The Financial Conduct Authority (FCA) will investigate benchmarks, credit ratings and trading data, following concerns raised about the lack of competition in wholesale market data.
The first study will take place in the summer and focus on complex contracts for benchmarks and indices that prevent switching to cheaper, better quality and more innovative alternative providers.
By the end of the year, the UK regulator said it “will launch a second market study to assess whether high charges for access to credit ratings data is adding costs to investors and limiting new market entrants.”
The sector is dominated by Moody’s, Fitch and S&P, whose ratings are used by investors to assess the riskiness of a company they are thinking of investing in.

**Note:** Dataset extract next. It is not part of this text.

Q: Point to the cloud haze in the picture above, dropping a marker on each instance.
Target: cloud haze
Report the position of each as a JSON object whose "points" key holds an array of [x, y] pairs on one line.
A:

This data, which is used by asset managers and banks to find the best price and liquidity in a stock or bond, is critical in ensuring that end investors are getting the best deals across a range of stock exchanges and other trading platforms.
The move comes following a call for input issued by the regulator last year, in which respondents highlighted the low number of viable providers in the space.
The FCA move is one of many seen over the past year as the UK examines its regulation to bolster the financial service industry in the wake of Brexit.
Complaints over the cost of market data is not new but has been in the spotlight recently as fund managers and high-frequency traders, have complained over the continued increase in prices.
“Access to wholesale data is really important for those who want to make investment decisions. Without it, they lack the information they need to make properly informed choices,” said Sheldon Mills, executive director, consumers and competition, FCA.
He added, “Our call for input and planned market studies are intended to ensure that competition is working well, that information is available to market participants that want it, and that innovation is keeping up with market developments.”
The Association for Financial Markets in Europe (AFME) said it welcomed the FCA’s plans to address the rising cost of market data “which acts as a barrier to entry to financial markets and increases costs for end investors. It is vital that exchanges and data vendors selling market data do so on a reasonable commercial basis.”
The trade group added, “Unfortunately, AFME members have observed the opposite, with pricing for market data having significantly increased over recent years. This has been exacerbated by the application of complex licensing terms and conditions which unreasonably inhibit and create uncertainty around market participants’ practical uses of market data. “We look forward to working with the FCA to address this problem with a view to developing open and competitive markets which serve end investors and issuers.”
Yann Bloch, Vice President of Product Management at NeoXam, said. “This imminent review reinforces the fact that as long as market data vendors continue to charge for every single piece of information requested, then financial institutions need to be 100% confident they are not requesting data that they fail to act on.
Financial institutions have no choice but to explore how they can derive more insights to ensure they a squeezing every last drop of value from their market data. This is key not just to keeping on top of not just data direct costs, like complex billing, but also the indirect costs around data governance.”